Consistency Vs Coherence

what do we mean by consistency?

Are we confusing consistency with coherence or conformity?

Is complexity the price we need to pay for consistency?

What role does consistency play within a design system?

When systems fail us.

decisions are defined by the culture of the people making them.

"When systems echo more complex the number of possible weaknesses can increase, yet become less apparent." – Stephen Hay

How does a culture affect our choices?

Who does your design system serve?


Alla Kholmatova - @craftui

Teams, cultures, and design system strategies

Sipgate, realised that each product was diluting their brand, duplicating code and design - so they created a pattern library.

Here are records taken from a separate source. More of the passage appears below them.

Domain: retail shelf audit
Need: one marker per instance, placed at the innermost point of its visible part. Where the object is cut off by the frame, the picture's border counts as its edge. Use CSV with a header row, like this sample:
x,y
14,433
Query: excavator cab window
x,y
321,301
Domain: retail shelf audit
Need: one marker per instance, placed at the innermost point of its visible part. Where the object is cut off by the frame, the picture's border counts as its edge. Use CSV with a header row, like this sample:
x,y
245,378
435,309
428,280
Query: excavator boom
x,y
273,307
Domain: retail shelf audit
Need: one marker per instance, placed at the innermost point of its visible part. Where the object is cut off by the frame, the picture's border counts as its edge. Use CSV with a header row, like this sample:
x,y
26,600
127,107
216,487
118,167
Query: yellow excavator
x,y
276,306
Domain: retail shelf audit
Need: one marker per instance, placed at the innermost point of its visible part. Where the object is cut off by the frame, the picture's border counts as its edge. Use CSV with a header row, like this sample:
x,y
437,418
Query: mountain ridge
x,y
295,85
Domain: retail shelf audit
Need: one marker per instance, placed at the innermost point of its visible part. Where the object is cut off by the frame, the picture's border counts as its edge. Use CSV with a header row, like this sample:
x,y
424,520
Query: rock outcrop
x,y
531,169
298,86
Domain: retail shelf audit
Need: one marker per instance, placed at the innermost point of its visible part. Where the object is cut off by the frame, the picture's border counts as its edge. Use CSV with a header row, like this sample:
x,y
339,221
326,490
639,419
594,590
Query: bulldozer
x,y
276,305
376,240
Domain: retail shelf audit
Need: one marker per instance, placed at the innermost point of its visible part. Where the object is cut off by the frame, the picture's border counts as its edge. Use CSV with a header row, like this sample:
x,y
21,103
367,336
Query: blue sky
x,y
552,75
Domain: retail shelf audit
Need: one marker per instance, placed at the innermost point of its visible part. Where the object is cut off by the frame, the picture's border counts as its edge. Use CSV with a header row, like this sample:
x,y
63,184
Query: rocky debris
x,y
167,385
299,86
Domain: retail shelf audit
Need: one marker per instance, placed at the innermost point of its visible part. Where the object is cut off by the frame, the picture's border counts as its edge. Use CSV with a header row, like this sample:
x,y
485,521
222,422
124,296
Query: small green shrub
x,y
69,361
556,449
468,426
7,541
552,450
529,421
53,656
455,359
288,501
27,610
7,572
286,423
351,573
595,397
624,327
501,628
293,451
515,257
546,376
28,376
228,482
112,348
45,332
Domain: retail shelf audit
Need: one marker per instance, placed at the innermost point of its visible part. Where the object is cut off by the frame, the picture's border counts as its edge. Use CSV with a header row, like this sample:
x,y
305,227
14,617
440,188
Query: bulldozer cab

A year later, there were so many patterns, it become hard to find the pattern you needed.

"A design system doesn't start or end at building a pattern library"

How do we stop this?

  1. The strictness of the rules

  2. The modularity of the parts

  3. The organisation using them

  4. The rules

  • strict / loose

AirBnB - strict TED - loose

strict - predictable outcomes and consistency ... but can become rigid and restricting loose - experimentation and sensitive to context ... but can become messy and fragmented.

  1. the modularity
  • modular / integrated

the extent of modularity should reflect the needs of your team and your product.

modular approach is suit for projects that

  • scale and evolve
  • ...
  • ...
  • ...

integrated approach

  • one specific purpose
  • don't need to scale
  • need art direction
  • have few repeated parts
  • ...

modular approach - adaptable, scalable, cost effective in the long run ... but - high initial investment, can lead to generic outcomes or patchwork designs

integrated approach - specific, coherent, can be built quicker first time ... but - not scalable, not adaptable, not reusable.

  1. Organisation
  • centralised / distributed

centralised organisation - ownership, reliability, focused creative direction ... but can slow down the team, can take away autonomy

distributed organisation - autonomy, resilience, distributed design knowledge ... but - can get neglected, can dilute creative direction

"A team's culture is reflected in a design systems they will product" - Conway's Law

"The right system for you is not someone else's system."